For the 35-year-old Singh is a new entrant in politics.
A former National Security Guard (NSG) commando, Singh was part of the team that had fought the 26/11 attackers holed up at Taj Hotel in Mumbai before he quit the Army; but ask him, and he says that politics can be done without any experience.
"It is only the corrupt people who need experience. When our country got freedom, did our leaders have any experience? he reasoned.
Singh, who was of the rank of Naik in the Indian Army, said he would take guidance from his electors.
"I will work like Anil Kapoor in the film 'Nayak'. He also had no experience. He was a journalist, I was a soldier. I will work as a servant of society, not like a politician. I will be a politician like Netaji Subhash Chandra Bose," he told PTI in an interview.
Hailing from a family of limited means in Haryana, Singh served in the Army for 14 years.

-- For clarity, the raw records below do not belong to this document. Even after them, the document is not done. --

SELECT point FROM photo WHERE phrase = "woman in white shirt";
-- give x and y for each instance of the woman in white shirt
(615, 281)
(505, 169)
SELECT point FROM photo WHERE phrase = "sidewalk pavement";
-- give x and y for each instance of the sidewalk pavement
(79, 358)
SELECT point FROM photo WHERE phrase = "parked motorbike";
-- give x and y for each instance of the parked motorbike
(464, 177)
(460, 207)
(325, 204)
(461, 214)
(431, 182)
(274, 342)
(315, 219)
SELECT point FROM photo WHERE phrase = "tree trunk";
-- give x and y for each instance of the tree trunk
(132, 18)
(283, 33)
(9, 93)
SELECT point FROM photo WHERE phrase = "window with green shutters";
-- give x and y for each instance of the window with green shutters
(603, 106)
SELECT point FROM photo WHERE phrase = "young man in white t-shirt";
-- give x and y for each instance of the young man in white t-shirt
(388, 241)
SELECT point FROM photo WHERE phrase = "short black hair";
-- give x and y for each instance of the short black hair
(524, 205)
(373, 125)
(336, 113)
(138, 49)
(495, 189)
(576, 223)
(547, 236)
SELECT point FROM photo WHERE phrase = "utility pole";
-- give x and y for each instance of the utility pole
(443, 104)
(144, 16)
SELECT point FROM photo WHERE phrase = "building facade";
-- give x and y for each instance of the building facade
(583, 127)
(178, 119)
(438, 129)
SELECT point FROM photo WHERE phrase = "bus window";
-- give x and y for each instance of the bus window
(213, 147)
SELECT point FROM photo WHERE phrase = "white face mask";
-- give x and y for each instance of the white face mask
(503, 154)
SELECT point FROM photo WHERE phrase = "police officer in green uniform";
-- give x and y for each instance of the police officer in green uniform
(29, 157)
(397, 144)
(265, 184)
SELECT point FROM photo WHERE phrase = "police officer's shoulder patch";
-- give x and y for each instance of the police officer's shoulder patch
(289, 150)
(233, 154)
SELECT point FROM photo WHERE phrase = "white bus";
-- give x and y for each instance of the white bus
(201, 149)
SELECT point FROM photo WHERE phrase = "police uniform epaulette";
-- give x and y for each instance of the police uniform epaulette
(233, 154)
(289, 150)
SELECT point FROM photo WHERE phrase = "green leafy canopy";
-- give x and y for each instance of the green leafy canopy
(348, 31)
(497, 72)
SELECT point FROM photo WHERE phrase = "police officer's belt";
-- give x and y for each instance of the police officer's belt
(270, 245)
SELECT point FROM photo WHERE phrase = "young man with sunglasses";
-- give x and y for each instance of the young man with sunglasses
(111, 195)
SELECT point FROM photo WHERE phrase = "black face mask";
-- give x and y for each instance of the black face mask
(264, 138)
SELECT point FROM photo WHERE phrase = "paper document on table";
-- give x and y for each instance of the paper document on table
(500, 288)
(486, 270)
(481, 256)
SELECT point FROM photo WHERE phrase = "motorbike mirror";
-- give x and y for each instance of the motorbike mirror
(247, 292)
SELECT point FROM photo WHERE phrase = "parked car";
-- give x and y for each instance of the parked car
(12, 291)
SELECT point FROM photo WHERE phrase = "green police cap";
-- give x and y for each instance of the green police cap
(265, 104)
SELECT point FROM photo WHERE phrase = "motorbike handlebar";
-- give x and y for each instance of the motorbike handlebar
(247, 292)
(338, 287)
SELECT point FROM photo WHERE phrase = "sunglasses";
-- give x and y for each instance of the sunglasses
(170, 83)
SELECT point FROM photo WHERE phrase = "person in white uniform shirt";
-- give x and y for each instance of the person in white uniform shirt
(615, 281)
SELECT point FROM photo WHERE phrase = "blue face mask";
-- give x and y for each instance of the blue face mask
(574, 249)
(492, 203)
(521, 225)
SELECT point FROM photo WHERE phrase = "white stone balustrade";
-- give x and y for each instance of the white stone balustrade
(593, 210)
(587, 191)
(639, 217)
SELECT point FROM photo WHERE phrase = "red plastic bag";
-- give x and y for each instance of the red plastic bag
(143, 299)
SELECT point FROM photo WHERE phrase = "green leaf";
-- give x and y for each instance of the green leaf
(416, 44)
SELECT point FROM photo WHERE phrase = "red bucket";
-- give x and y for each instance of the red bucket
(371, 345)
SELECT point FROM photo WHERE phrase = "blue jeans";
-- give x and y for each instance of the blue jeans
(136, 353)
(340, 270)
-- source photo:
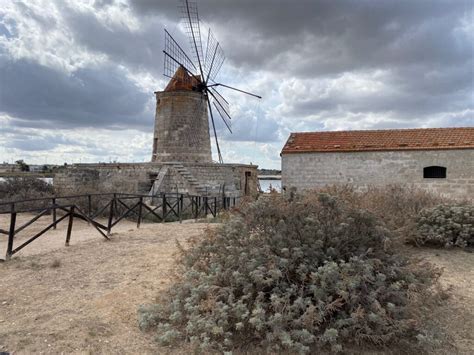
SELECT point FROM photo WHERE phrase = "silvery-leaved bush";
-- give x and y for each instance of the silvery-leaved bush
(292, 275)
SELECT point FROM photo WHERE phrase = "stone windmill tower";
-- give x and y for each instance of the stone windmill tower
(181, 123)
(183, 109)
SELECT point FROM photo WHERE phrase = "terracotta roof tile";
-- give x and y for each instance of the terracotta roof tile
(181, 80)
(380, 140)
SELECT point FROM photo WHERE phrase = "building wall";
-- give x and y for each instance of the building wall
(181, 128)
(139, 177)
(312, 170)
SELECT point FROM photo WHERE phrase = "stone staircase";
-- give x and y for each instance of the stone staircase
(194, 184)
(158, 181)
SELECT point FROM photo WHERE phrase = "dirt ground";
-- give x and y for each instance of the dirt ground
(84, 298)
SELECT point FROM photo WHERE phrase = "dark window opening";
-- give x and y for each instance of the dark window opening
(434, 172)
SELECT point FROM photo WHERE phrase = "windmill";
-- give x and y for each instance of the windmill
(199, 71)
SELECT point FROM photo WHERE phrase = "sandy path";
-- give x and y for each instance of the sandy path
(456, 317)
(54, 238)
(88, 303)
(84, 298)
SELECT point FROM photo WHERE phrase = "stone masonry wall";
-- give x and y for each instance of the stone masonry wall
(181, 128)
(138, 178)
(311, 170)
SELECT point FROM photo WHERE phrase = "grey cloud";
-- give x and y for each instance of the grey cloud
(38, 96)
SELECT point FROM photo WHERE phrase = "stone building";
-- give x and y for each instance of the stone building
(181, 123)
(181, 155)
(438, 159)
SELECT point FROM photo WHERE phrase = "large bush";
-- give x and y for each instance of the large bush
(396, 205)
(292, 275)
(446, 226)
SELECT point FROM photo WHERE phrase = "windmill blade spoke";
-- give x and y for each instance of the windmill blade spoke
(190, 17)
(218, 94)
(235, 89)
(214, 58)
(175, 57)
(223, 105)
(215, 133)
(223, 116)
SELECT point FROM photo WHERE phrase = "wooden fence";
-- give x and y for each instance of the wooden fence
(114, 207)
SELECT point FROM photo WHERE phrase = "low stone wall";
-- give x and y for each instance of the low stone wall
(236, 179)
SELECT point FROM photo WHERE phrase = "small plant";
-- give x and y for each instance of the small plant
(292, 274)
(446, 226)
(56, 263)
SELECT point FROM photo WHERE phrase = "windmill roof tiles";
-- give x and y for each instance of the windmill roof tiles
(380, 140)
(181, 80)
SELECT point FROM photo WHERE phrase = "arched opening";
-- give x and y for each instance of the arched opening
(434, 172)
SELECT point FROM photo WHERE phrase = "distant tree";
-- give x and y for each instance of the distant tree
(23, 166)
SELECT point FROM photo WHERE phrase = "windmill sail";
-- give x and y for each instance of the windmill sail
(190, 17)
(196, 71)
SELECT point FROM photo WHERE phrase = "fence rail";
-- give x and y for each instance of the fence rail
(114, 207)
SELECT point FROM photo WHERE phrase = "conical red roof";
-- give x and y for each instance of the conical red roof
(182, 81)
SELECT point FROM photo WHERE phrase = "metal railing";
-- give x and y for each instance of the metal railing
(114, 207)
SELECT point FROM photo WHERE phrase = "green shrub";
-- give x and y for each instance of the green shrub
(446, 226)
(293, 275)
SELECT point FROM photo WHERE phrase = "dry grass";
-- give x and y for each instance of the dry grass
(84, 298)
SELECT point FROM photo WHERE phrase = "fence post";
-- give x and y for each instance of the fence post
(89, 205)
(194, 205)
(111, 216)
(69, 226)
(54, 212)
(164, 208)
(139, 212)
(11, 233)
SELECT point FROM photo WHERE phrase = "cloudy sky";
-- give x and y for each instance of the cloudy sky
(77, 76)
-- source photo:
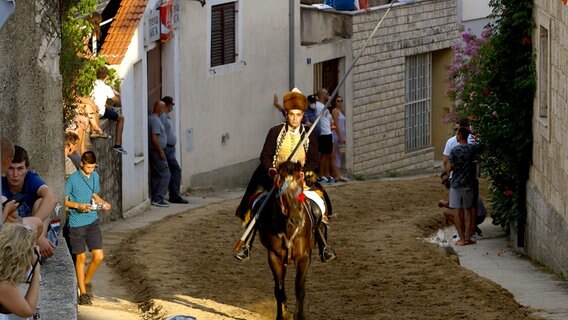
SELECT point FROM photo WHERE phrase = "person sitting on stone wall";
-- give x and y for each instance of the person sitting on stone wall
(105, 97)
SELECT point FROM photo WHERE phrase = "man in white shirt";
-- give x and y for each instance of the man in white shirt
(103, 95)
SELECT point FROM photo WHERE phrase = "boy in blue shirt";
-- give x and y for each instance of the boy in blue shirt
(83, 201)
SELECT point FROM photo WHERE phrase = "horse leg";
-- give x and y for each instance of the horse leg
(279, 274)
(302, 266)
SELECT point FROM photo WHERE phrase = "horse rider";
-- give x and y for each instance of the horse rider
(278, 146)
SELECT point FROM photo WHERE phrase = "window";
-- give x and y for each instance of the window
(417, 115)
(543, 73)
(223, 34)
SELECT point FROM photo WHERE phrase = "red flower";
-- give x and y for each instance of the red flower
(526, 41)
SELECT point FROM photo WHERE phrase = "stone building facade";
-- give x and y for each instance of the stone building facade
(392, 105)
(546, 235)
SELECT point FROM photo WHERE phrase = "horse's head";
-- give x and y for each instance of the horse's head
(289, 185)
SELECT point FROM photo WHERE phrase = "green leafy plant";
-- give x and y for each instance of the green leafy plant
(77, 66)
(492, 81)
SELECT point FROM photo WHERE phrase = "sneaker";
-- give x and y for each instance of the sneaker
(160, 203)
(100, 135)
(455, 238)
(178, 200)
(85, 300)
(323, 180)
(243, 254)
(118, 148)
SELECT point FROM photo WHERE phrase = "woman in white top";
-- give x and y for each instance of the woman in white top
(338, 137)
(17, 254)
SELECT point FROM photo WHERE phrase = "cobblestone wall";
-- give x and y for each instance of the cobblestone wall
(379, 81)
(547, 196)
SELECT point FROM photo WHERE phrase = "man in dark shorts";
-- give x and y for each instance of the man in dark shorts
(105, 97)
(82, 200)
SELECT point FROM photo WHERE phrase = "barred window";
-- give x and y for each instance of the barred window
(418, 102)
(223, 33)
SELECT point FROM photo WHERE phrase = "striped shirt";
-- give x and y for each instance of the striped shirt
(80, 189)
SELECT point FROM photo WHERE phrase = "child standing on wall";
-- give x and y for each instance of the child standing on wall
(83, 201)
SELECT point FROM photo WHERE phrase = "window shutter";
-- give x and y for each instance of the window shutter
(223, 41)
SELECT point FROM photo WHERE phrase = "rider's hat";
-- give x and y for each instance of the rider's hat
(295, 99)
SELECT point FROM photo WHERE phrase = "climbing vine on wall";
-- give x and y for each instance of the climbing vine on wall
(77, 64)
(493, 81)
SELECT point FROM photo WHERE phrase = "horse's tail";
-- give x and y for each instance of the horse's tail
(327, 202)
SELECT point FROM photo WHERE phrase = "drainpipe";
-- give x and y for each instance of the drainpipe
(292, 43)
(7, 7)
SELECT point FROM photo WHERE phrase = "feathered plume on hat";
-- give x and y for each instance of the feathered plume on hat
(295, 99)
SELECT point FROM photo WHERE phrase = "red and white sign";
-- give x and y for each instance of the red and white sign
(166, 21)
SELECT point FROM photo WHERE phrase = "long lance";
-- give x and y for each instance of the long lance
(252, 223)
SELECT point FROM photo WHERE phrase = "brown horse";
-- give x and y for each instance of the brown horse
(286, 231)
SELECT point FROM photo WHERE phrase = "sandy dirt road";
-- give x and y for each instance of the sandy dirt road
(184, 264)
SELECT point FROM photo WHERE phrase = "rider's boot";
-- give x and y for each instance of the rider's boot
(244, 253)
(326, 252)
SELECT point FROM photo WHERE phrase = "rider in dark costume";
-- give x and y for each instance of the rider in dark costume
(278, 146)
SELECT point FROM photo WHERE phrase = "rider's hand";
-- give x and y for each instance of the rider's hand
(46, 248)
(9, 212)
(272, 172)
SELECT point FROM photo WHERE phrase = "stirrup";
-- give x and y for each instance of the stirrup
(243, 254)
(327, 254)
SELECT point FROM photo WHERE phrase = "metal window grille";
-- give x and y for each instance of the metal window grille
(543, 84)
(418, 102)
(223, 34)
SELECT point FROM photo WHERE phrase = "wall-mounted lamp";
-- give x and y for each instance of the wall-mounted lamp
(200, 1)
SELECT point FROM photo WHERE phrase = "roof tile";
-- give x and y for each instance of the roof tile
(122, 30)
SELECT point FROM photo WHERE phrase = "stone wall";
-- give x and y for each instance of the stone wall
(546, 233)
(110, 171)
(31, 115)
(379, 81)
(547, 193)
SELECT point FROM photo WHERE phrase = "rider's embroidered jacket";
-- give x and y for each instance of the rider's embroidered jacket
(273, 139)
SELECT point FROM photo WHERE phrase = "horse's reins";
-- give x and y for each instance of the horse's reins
(288, 242)
(253, 221)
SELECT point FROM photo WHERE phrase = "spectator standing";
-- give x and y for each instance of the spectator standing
(103, 95)
(338, 135)
(462, 164)
(82, 199)
(39, 200)
(312, 113)
(159, 171)
(325, 138)
(10, 209)
(71, 141)
(17, 255)
(175, 170)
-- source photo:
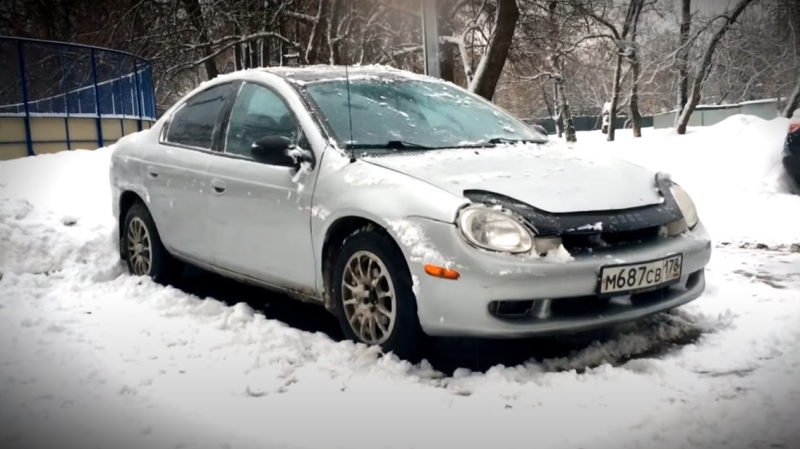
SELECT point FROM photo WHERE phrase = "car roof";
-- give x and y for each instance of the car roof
(319, 73)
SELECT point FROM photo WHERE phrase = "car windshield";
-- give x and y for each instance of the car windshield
(413, 114)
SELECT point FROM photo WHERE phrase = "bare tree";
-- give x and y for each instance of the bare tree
(701, 76)
(683, 56)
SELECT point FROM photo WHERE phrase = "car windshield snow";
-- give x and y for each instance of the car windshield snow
(413, 114)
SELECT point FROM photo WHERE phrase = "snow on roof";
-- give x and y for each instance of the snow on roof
(310, 74)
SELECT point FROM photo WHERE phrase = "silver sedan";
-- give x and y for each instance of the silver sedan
(405, 205)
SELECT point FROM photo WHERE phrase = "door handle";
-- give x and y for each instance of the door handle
(218, 186)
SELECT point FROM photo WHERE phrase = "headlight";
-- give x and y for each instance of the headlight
(686, 205)
(494, 230)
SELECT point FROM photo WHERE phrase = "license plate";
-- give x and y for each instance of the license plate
(631, 278)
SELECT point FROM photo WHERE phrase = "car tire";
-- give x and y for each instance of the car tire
(387, 281)
(145, 254)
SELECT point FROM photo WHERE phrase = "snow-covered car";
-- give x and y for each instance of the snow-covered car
(405, 205)
(791, 155)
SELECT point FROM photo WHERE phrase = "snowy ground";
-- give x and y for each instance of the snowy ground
(90, 357)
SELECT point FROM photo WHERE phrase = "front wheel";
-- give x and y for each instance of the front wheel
(374, 297)
(144, 253)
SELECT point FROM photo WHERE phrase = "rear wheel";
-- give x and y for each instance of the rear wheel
(374, 298)
(144, 253)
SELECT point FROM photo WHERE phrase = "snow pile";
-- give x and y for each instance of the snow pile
(732, 170)
(55, 212)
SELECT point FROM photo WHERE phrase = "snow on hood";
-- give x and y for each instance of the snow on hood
(549, 177)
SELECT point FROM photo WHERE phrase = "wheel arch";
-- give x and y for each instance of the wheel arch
(126, 200)
(335, 235)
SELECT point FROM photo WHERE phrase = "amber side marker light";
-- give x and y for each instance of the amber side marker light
(441, 272)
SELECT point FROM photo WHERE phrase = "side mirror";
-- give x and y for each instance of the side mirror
(540, 129)
(279, 151)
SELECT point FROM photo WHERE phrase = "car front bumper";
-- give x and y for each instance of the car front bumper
(563, 296)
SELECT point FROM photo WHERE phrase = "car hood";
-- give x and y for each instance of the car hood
(548, 177)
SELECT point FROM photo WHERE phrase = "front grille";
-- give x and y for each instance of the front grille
(576, 242)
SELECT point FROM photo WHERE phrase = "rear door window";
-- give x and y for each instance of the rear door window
(195, 123)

He decided to join politics after retiring from active service following the loss of hearing ability during the 26/11 rescue operation.
The AAP candidate is quite confident about his prospects in the Dec. 4 polls.
"For the 2008 elections, there were around 75,000 voters in Delhi Cantt, out of which 10,000 were armymen.
"This time, out of around 1.25 lakh voters, almost 45,000 are army personnel," he said.
"The whole army votebank and the public which has full faith in it (the Army), will vote for me," he said.
Singh said his priority, is he were to win, would be to work for the education and health sectors.
"There are around 3,500 schools in Delhi in which 18 lakh students study. Half the schools come under MCD, rest under Delhi government. There is a shortage of teachers. And, in some schools, even if they come, they don't teach," he said.